その一言がきっかけとなってまずは一番扉側にいた子たちが扉を勢いよく開いて弁当の中身を確認する。

 

「唐揚げ弁当だー!」

 

「やったあああああああああ!!!!」

 

我先にと隣の部屋に流れ込んでは何やら満足げに弁当を手にもどってくるを苦笑いで見つめてはこう言うところは年相応で何よりと満足げにミハネは頷いている。

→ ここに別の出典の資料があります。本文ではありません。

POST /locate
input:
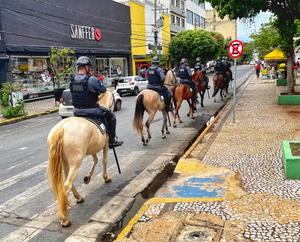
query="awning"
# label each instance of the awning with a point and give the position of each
(276, 54)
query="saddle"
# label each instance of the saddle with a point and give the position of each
(100, 124)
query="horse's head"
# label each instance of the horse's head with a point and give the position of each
(198, 76)
(171, 78)
(107, 100)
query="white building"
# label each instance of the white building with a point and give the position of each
(195, 15)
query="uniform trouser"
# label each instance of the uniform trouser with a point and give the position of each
(230, 73)
(100, 112)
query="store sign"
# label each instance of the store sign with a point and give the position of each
(85, 32)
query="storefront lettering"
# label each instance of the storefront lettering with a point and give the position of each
(85, 32)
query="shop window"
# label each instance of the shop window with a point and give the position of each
(178, 21)
(172, 19)
(111, 69)
(189, 16)
(182, 23)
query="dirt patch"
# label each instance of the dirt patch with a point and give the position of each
(295, 93)
(295, 148)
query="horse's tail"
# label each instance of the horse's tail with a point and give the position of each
(217, 86)
(139, 114)
(55, 170)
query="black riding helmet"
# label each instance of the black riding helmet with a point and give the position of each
(84, 61)
(155, 59)
(183, 60)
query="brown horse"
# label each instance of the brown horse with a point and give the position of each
(182, 92)
(69, 141)
(150, 101)
(219, 84)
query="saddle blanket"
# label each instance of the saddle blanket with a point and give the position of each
(98, 122)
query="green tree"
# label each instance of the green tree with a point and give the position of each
(286, 13)
(193, 43)
(266, 39)
(61, 63)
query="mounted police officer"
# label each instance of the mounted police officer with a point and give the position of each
(156, 79)
(185, 74)
(220, 68)
(228, 65)
(85, 90)
(201, 67)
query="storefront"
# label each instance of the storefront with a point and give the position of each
(31, 28)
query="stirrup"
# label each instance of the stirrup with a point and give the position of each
(115, 144)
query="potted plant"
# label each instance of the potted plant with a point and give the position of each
(60, 63)
(291, 159)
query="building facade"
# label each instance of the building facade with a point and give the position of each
(30, 28)
(195, 15)
(142, 31)
(226, 27)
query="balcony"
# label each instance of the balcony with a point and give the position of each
(178, 11)
(176, 28)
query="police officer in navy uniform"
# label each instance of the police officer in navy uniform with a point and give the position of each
(185, 74)
(156, 79)
(220, 68)
(85, 90)
(201, 67)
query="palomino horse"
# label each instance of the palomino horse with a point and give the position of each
(69, 141)
(150, 101)
(182, 92)
(219, 84)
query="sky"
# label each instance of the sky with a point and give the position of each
(245, 30)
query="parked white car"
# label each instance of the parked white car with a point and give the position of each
(66, 108)
(131, 84)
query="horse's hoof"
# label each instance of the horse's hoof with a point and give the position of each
(86, 179)
(81, 200)
(66, 224)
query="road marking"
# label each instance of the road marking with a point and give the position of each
(16, 165)
(12, 180)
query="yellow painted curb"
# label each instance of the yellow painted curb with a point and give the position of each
(132, 222)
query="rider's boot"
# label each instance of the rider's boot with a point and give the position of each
(113, 141)
(169, 107)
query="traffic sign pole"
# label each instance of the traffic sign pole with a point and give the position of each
(235, 50)
(234, 88)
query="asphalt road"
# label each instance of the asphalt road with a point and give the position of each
(24, 188)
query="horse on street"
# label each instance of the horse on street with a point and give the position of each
(69, 141)
(150, 101)
(182, 92)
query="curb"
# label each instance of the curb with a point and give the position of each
(14, 120)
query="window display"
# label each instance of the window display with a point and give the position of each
(33, 74)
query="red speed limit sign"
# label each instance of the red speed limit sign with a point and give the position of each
(235, 49)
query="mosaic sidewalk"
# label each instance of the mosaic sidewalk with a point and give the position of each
(231, 186)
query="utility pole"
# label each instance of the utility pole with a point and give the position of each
(155, 29)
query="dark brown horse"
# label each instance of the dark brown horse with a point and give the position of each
(219, 84)
(182, 92)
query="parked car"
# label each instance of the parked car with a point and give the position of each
(131, 84)
(66, 108)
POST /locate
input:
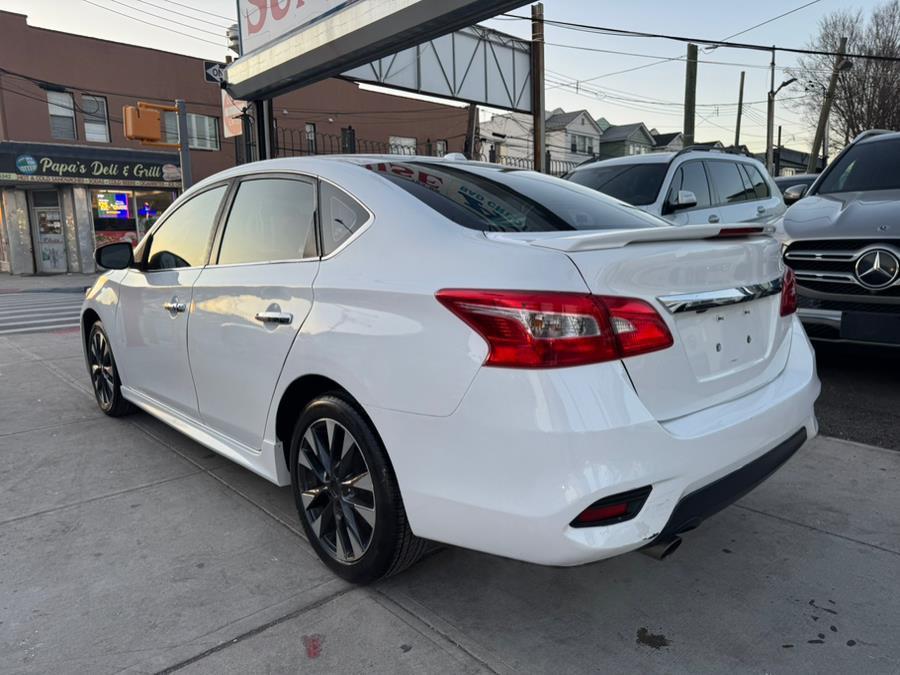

その心はまさに食べ盛りの少年少女を見る母親のような視線だが……

 

(実質ミハネ院長ファンクラブのような今期の司法院の生徒たちが推しからのお弁当ではしゃいでるだけなんですけどね……)

 

サリナとてその一人だが敢えて顔には出すまい。

人が引いたのを見計らって自分の分とミハネの分を取ってくるのだ。

 

「はい、ミハネ院長の分です」

 

「うん、ありがとうサリナ」

 

「えへへ、どういたしまして」

 

顔には出さないようにしてはいるが嬉しいものは嬉しいのだ。

さりげなく、あくまでもさりげなくミハネの横へと座り、お弁当を食べ始めた。

 

「ミハネ院長のお弁当食べるためだけに1ヶ月頑張ったって言っても過言じゃないよね」

 

「私はこのために生きてるわ」

 

「授業が終わったら即司法院の制服に着替えて活動だからね。正直結構しんどいけど司法院で良かったと思える瞬間はたくさんあるわ」

 

みんなで談笑しながら同じ弁当を食べる。

ミハネはこの時間がたまらなく好きだった。

普段は感情を抑えて学業と司法院としての仕事に励む彼女たちが、笑顔になって食事をしている光景が堪らなく愛おしいのだ。

 

「ふふっ、やっぱり好きだな。この仕事」

 

普段無表情を貫くサリナもこの時だけは頬を緩めるのだ。

 

「あっ!私のタケノコ盗ったわね!!!!楽しみにしてたのに!!」

 

「気のせいだよ気のせい」

 

ギャアギャアと騒いでいる子たちを見て笑う。

いくらこの学園の司法を担う生徒であっても、食べ物での争いは避けられないらしい。

 

「戦争よ!ミハネ院長の作ったお弁当のおかずを盗った罪は重たいわ!」

 

「はいはい、タケノコなら私のをあげるから大人しくご飯食べようねー」

 

椅子から立ち上がり銃を使うことも厭わない勢いの子を宥めるために怒り狂っているこの口にタケノコの煮付けを口に捩じ込んだ。

 

「おいしい?」

 

「おいひいれふ……」

 

「ならよし、君もだめだよ?欲しかったら私に言ってね」

 

「はーい」

 

大人しく椅子に座った子を見て私も元の席にもどってお弁当を食べ始める。

 

 

 

みんながお弁当を食べ終えた後、片付けを手伝ってくれて結局帰ったのは21時を回った頃だった。




組織解説
司法院(しほういん)
トリニティ総合学園設立前から存在する各分校から集まった聴聞会における最終裁決権を持った組織。
本来は各学園の生徒会長からの指名で司法院長を選出していたが、時間が流れ派閥が衰退し減少していったことで現在ではティーパーティー、シスターフッド、救護騎士団の使命によって選出されることになっている。

また、現在では聴聞会での裁決権の他に学園内における手続きの最終チェックや各派閥に対しての不信任案を叩きつける役割も担っている。

現在は朔月ミハネを院長として副院長の蒼崎サリナを始めとする約50名が在籍している。